Von hier an beschreibt der Text eingehend den Zustand der uns umgebenden Welt aus der Sicht der vollkommenen Weisheit:

Ihm leuchtete auf: die fünf Ansammlungen sind alle leer – das löst alles Leiden.

Mit den fünf Ansammlungen stoßen wir hier auf einen zentralen Begriff in der Buddhalehre. Skandha ist das Sanskrit Wort, auf Pali Khandha. [i] Wenn Gautama Buddha mit seinen Schülern über die Existenz (Welt und Ich) sprach, verwendete er also die folgenden fünf Kategorien, um das gesamte Erleben des Menschen zu erklären:

  • Form (Sanskrit: Rupa; Chinesisch: 色 se)
  • Gefühl (Sanskrit: Vedana; 受shou)
  • Wahrnehmung/Gedanken (Sanskrit: Sanna; 想xiang)
  • Gestaltung/Formation (Sanskrit: Sankhara; 行xing)
  • Bewusstsein (Sanskrit: Vinnana; 识shi)

Weder kommt hier ein unabhängig existierendes „Ich“ noch eine unabhängig existierende „Welt“ vor! „Leben ist (nur) Erleben“, so kann man die Grundaussage hinter diesen Belehrungen Buddhas zu den Skandhas vielleicht auf den Punkt bringen. Dies allerdings widerstrebt dem gewöhnlichen menschlichen Bewusstsein, welches (unterschwellig) ständig noch mehr Konzepte aufstellen und Inhalte verdinglichen will. Der unerwachte „gewöhnliche Mensch“ macht allzu leicht aus den fünf Ansammlungen, die als Werkzeuge zur Befreiung des Geistes gelehrt wurden, selbst wiederum ein Gedankengebäude, an dem er anhaftet. Der Bodhisattva Avalokiteshvara hingegen sieht die ganze Existenz aus erwachter Perspektive, in der auch den Skandhas keine wirkliche Eigenexistenz (Svabhava) zukommt – sie sind leer davon. Das ganze Herz Sutra führt uns eindrücklich dieses Leersein (Sanskrit: Shunyata; Chinesisch: 空kong) vor Augen, vor dem der unerwachte Geist unbewusst zurückschreckt. Allzu leicht verfällt man hier beim Lesen und Nachdenken in ein bildhaftes Begreifen und stellt sich die fünf Ansammlungen als feststehende Dinge vor.  
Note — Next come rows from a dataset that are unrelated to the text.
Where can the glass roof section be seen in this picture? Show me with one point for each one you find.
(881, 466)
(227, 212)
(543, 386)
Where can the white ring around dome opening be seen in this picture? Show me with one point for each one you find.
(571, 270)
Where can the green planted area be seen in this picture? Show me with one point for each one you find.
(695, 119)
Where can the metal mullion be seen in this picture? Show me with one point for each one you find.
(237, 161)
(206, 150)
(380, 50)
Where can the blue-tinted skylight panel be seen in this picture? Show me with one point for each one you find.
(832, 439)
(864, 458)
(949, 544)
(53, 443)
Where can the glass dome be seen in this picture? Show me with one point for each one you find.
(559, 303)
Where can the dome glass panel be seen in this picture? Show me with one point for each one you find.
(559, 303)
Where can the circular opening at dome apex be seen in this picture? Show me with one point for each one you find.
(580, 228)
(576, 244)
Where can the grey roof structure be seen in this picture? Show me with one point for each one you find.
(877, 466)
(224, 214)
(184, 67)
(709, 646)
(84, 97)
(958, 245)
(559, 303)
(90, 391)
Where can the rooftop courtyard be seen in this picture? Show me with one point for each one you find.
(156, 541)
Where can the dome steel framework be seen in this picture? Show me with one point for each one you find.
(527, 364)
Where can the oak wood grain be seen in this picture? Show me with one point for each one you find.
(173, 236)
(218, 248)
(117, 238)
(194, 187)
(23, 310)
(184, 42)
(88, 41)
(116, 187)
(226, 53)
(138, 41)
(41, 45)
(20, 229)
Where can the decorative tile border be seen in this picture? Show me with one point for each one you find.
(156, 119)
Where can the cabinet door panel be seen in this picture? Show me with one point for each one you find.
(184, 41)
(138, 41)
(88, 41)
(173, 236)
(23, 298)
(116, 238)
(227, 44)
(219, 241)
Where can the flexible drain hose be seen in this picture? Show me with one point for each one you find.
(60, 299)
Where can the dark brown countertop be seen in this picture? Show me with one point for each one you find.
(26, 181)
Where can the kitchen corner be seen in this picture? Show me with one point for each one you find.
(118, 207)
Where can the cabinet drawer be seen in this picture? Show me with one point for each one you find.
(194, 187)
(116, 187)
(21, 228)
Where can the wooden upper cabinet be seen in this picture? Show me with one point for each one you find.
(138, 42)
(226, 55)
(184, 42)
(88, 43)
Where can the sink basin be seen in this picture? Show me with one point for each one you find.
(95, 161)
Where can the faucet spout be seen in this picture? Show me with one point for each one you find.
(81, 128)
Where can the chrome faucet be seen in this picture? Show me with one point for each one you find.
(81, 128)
In der buddhistischen Lehre werden die fünf Ansammlungen aus unterschiedlichen Blickwinkeln beleuchtet. Die folgende Lehrrede stellt die richtige Ansicht in bildhaften Gleichnissen dar. [ii]  Bezüglich der Form sagt Gautama Buddha hier:

„Es ist, ihr Mönche, wie mit einer großen Schaummasse, die dieser Ganges mit sich führt. Ein scharfsichtiger Mann… der sie erblickt, über sie nachsinnt, sie gründlich untersucht, eben als leer würde sie da erscheinen, eben als hohl würde sie da erscheinen, eben als kernlos würde sie da erscheinen. Wie sollte auch, ihr Mönche, in einer Schaummasse ein Kern sein!“

Und über das Gefühl:

„… wie wenn zur Herbstzeit, wenn Regen in schweren Tropfen fällt, im Wasser Blasen entstehen und wieder verschwinden…“

Zu Wahrnehmung/Gedanken:

„…wie wenn im letzten Monat des Sommers zur Mittagszeit eine Luftspiegelung erscheint…“

Zu Gestaltung/Formation:

„… Wie wenn ein Mann, der Kernholz wünscht … einen Bananenstamm fällt, die Spitzen abschneidet und die Blattscheiden beseitigt …“ (der Bananenstamm ist innen hohl und ohne Holz)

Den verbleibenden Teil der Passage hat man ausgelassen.